Title: Palatal Height Predicts Pharyngeal Airway Volume in a Multi-Variate Model
Erin Yoshida (Presenter)
UMKC School of Dentistry
Vandana Kumar, UMKC School of Dentistry
JoAnna Scott, UMKC School of Dentistry
Shankar Rengasamy Venugopalan, University of Missouri - Kansas City
Objectives: Obstructive sleep apnea (OSA) is a common disorder that when left untreated is associated with comorbidities such as systemic hypertension, depression, stroke, angina, and also an increased risk of mortality. Certain orofacial characteristics and a smaller airway volume have been shown to potentiate OSA. Objective: The aim of this study is to investigate the craniofacial predictors of pharyngeal airway volume using Cone Beam Computed Tomography (CBCT) in a multi-variate model.

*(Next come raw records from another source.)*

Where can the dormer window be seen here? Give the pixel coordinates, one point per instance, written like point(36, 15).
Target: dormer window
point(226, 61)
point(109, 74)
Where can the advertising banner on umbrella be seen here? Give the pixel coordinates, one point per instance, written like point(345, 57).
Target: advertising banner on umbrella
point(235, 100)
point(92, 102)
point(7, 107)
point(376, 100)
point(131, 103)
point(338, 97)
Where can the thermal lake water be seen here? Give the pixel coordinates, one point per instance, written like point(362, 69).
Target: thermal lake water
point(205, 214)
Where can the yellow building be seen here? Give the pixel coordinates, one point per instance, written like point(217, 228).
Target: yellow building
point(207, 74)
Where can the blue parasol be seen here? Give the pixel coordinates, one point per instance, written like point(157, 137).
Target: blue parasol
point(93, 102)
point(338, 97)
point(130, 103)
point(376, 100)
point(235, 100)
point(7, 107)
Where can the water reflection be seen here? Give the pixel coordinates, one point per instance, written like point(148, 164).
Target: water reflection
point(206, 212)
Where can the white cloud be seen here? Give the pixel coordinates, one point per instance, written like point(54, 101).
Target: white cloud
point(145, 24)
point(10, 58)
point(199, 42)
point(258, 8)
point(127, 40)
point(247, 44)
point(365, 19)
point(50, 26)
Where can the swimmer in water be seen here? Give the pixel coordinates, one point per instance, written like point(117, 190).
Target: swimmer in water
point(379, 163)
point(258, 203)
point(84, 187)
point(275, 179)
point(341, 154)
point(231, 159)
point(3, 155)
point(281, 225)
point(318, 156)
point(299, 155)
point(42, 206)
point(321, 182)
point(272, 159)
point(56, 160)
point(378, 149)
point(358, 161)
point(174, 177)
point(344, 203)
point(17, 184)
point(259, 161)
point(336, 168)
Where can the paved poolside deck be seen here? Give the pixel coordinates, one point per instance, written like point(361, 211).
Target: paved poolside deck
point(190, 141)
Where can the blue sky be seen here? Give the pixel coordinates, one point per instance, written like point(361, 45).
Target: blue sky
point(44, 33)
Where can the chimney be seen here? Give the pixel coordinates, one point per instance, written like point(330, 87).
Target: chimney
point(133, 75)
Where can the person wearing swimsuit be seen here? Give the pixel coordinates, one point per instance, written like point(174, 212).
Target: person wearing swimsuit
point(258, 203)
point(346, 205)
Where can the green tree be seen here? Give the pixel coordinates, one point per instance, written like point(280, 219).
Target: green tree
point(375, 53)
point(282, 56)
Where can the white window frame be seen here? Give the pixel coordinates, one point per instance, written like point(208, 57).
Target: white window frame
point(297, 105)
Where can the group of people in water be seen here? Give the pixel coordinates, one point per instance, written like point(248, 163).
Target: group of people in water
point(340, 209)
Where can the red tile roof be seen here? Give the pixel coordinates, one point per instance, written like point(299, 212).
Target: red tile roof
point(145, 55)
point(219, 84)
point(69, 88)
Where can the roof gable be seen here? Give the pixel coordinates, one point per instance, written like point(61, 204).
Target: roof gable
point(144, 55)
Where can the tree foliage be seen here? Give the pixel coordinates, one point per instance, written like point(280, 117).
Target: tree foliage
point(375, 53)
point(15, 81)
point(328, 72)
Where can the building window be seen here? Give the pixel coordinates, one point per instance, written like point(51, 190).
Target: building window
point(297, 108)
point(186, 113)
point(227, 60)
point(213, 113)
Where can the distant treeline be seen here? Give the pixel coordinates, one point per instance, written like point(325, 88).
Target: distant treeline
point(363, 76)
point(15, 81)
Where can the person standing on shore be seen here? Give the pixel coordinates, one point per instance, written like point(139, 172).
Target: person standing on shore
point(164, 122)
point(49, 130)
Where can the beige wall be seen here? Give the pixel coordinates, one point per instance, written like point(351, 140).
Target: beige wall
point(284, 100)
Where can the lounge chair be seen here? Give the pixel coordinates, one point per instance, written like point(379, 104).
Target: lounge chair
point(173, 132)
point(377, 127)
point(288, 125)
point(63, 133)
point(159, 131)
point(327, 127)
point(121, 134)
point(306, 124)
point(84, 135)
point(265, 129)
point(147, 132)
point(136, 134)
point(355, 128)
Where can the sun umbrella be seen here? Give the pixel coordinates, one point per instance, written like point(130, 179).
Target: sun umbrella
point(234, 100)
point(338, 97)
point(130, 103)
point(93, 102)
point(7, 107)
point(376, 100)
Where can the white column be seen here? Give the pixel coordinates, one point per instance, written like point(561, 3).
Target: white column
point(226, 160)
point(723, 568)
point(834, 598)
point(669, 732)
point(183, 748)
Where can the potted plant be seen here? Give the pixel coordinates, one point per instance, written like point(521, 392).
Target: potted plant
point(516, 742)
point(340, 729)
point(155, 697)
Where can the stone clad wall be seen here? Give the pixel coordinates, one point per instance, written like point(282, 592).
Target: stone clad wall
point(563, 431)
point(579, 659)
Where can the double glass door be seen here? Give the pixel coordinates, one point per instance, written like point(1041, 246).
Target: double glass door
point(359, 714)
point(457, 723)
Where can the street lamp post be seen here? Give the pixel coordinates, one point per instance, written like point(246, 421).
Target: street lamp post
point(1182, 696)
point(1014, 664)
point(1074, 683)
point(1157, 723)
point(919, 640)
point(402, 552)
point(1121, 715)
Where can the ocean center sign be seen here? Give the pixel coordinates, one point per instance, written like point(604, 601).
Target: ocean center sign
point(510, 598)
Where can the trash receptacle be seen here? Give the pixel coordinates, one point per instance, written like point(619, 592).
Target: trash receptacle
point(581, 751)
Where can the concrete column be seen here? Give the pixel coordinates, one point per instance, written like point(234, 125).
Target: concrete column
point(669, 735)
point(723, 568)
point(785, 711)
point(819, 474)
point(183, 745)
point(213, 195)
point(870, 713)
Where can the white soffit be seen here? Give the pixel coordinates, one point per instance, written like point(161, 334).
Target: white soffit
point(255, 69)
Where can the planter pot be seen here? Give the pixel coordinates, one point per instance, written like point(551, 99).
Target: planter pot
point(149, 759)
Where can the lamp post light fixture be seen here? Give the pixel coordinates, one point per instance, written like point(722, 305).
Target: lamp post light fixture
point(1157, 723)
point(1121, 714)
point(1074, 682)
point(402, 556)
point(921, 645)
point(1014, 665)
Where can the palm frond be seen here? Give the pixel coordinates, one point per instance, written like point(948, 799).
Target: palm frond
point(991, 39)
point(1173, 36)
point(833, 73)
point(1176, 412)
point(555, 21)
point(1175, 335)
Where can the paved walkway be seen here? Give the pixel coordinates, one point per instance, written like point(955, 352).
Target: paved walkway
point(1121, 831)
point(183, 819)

Methods: This retrospective study was approved by the UMKC Institutional Review Board (#17-167). CBCT scans from the private practice of UMKC Oral Radiology Faculty were used for this study. All patient related information was de-identified prior to the start of the study. The inclusion criteria of this study were: (1) Full head scans, (2) No obvious pathology, and (3) patients have completed growth (16+ years). The study consists of 42 CBCT scans. Airway volume, palatal height, and palatal width were measured using InVivoDental software. Orthogonal lateral cephalometric radiographs were constructed from the CBCT scans and uploaded into Dolphin Imaging Software for cephalometric tracing. Bivariate tests of association of the cephalometric variables with airway volume were completed using linear regression. Variables with P<0.1 were included in multivariate regression analysis and a multivariate model for airway volume was created.
Results: Bivariate analysis identified six cephalometric variables associated with airway volume at the 0.1 level: palatal height, length of mandibular base, lower face height, total face height, mandibular length, and corpus length. After multivariate analysis, only palatal height was significantly associated with airway volume (p=0.023).
Conclusions: There are craniofacial predictors of pharyngeal airway volume that can be evaluated using CBCT. Skeletal class and position of the mandible did not have a significant association with pharyngeal airway volume, as previously reported, in our model. Palatal height has a significant positive association with airway volume and can be used as a predictor. This study was supported by the UMKC School of Dentistry Summer Scholars Program.